Facture impayée : que faire en cas de contentieux sur la qualité ?

Parfois, le client refuse de payer en invoquant une mauvaise qualité des prestations ou une inexécution partielle du contrat. Dans ce cas, l'injonction de payer simple devient riskée : le juge peut rejeter votre demande si le client prouve sérieusement une faute de votre côté. Vous devez alors recourir à un procès civil classique pour débattre du bien-fondé de la créance. Avant cela, essayez de négocier : proposez un geste commercial (avoir, remise, rectification gratuite). Documentez chaque conversation écrite.

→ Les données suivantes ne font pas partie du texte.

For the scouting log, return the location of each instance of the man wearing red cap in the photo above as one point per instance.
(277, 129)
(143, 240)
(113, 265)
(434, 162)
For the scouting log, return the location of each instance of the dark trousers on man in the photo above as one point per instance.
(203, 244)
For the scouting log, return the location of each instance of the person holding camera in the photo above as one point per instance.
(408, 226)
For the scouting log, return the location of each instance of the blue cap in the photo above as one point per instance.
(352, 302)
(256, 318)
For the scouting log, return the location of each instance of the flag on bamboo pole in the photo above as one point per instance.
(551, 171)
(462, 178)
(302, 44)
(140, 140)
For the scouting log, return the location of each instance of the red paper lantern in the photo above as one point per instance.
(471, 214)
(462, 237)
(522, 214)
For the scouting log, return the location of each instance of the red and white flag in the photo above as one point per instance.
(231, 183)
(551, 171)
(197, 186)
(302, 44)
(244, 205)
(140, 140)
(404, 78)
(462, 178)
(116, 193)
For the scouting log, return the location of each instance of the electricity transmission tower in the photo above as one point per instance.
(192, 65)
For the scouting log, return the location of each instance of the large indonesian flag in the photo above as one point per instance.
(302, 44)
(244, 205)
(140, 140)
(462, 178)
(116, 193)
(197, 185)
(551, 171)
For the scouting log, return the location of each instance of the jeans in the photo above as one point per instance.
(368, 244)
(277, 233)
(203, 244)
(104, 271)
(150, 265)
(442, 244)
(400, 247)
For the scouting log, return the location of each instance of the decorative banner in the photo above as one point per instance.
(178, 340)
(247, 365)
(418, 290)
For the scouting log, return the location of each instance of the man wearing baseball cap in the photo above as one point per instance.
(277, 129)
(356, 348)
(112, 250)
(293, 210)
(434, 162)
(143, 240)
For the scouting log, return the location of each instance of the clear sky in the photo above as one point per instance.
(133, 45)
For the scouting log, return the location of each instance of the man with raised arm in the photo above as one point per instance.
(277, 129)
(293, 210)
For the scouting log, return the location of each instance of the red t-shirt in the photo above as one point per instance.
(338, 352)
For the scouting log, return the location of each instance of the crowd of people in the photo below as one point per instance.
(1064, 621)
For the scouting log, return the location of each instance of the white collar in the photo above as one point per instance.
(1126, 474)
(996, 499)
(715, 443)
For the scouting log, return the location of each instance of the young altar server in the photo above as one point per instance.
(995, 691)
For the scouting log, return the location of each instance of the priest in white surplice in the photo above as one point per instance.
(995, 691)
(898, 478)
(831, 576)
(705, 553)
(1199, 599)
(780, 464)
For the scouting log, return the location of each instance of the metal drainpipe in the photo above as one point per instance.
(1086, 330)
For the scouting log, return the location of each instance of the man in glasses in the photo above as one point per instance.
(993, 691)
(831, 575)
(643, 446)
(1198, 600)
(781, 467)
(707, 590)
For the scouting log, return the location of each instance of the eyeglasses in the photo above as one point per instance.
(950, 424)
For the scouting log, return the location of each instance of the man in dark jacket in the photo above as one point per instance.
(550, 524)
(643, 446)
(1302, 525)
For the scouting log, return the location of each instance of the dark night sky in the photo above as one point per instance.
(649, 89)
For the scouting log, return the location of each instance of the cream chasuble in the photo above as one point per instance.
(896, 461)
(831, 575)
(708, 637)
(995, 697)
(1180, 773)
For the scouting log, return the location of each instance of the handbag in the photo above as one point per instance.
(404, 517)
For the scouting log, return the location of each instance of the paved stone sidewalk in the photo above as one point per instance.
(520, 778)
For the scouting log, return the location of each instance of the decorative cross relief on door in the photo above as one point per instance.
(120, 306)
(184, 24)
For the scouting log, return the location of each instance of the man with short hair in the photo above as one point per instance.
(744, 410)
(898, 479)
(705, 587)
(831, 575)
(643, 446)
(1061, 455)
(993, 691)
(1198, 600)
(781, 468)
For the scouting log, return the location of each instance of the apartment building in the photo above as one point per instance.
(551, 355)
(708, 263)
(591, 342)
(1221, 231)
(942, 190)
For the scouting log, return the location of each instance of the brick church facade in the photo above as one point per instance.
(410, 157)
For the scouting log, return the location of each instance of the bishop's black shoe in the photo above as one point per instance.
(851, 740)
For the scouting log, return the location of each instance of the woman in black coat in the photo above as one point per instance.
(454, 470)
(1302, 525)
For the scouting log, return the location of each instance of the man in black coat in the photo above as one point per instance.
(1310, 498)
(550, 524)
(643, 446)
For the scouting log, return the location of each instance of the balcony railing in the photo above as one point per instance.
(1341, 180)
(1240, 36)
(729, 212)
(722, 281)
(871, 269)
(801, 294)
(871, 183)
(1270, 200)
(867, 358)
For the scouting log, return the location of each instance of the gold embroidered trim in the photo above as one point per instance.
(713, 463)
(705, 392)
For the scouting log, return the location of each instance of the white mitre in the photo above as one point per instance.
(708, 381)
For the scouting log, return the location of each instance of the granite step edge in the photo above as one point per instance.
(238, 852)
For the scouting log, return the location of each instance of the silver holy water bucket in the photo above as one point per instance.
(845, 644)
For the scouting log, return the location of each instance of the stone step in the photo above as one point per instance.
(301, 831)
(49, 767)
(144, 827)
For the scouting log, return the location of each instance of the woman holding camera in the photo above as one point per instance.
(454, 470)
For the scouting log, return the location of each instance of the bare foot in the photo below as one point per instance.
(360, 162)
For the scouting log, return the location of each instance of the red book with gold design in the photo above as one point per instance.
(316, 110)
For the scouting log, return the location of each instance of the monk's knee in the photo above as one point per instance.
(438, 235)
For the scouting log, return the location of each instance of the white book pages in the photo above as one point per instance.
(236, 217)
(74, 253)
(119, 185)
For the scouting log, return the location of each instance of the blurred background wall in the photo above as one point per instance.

Si aucun accord n'est possible, rassemblez les preuves de vos obligations contractuelles bien exécutées (témoignages, photos, documents techniques, pièces de paiement de sous-traitants). Une expertise judiciaire peut être ordonnée pour évaluer objectivement la qualité des travaux. Cette phase litigieuse rallonge les délais de 6 à 18 mois, d'où l'intérêt d'une clause contractuelle claire limitant les motifs de non-paiement.

FAQ : vos questions sur la facture impayée et l'injonction

  • Combien coûte une demande d'injonction de payer ? L'injonction de payer est entièrement gratuite. Seule la signification de l'ordonnance par huissier coûte 50 à 150 euros. Aucun frais judiciaire ni honoraires d'avocat ne s'ajoutent.
  • Puis-je faire une injonction de payer sans mise en demeure préalable ? Légalement non. La mise en demeure est obligatoire avant l'injonction pour démontrer votre bonne foi et laisser un délai de régularisation au débiteur. Elle doit être effectuée par courrier recommandé ou huissier.
  • Quel tribunal pour une facture impayée entre deux entreprises sans contrat écrit ? Même sans contrat signé, si vous avez une facture datée et des preuves que le client a reçu vos prestations, l'injonction fonctionne. Les échanges d'emails ou les témoins suffisent à prouver l'accord tacite.
  • Le délai de prescription s'interrompt-il avec une mise en demeure ? Non. Seul le dépôt de la demande d'injonction au tribunal interrompt le délai de 5 ans. La mise en demeure n'est qu'une étape préalable obligatoire, pas une interruption légale.
  • Que faire si le débiteur a quitté la France ? Vous pouvez toujours demander l'injonction auprès du tribunal français, mais son exécution sera compliquée. Vous devrez faire exécuter l'ordonnance dans le pays où se trouve le débiteur (exequatur). Un huissier international peut vous aider, mais les frais augmentent significativement.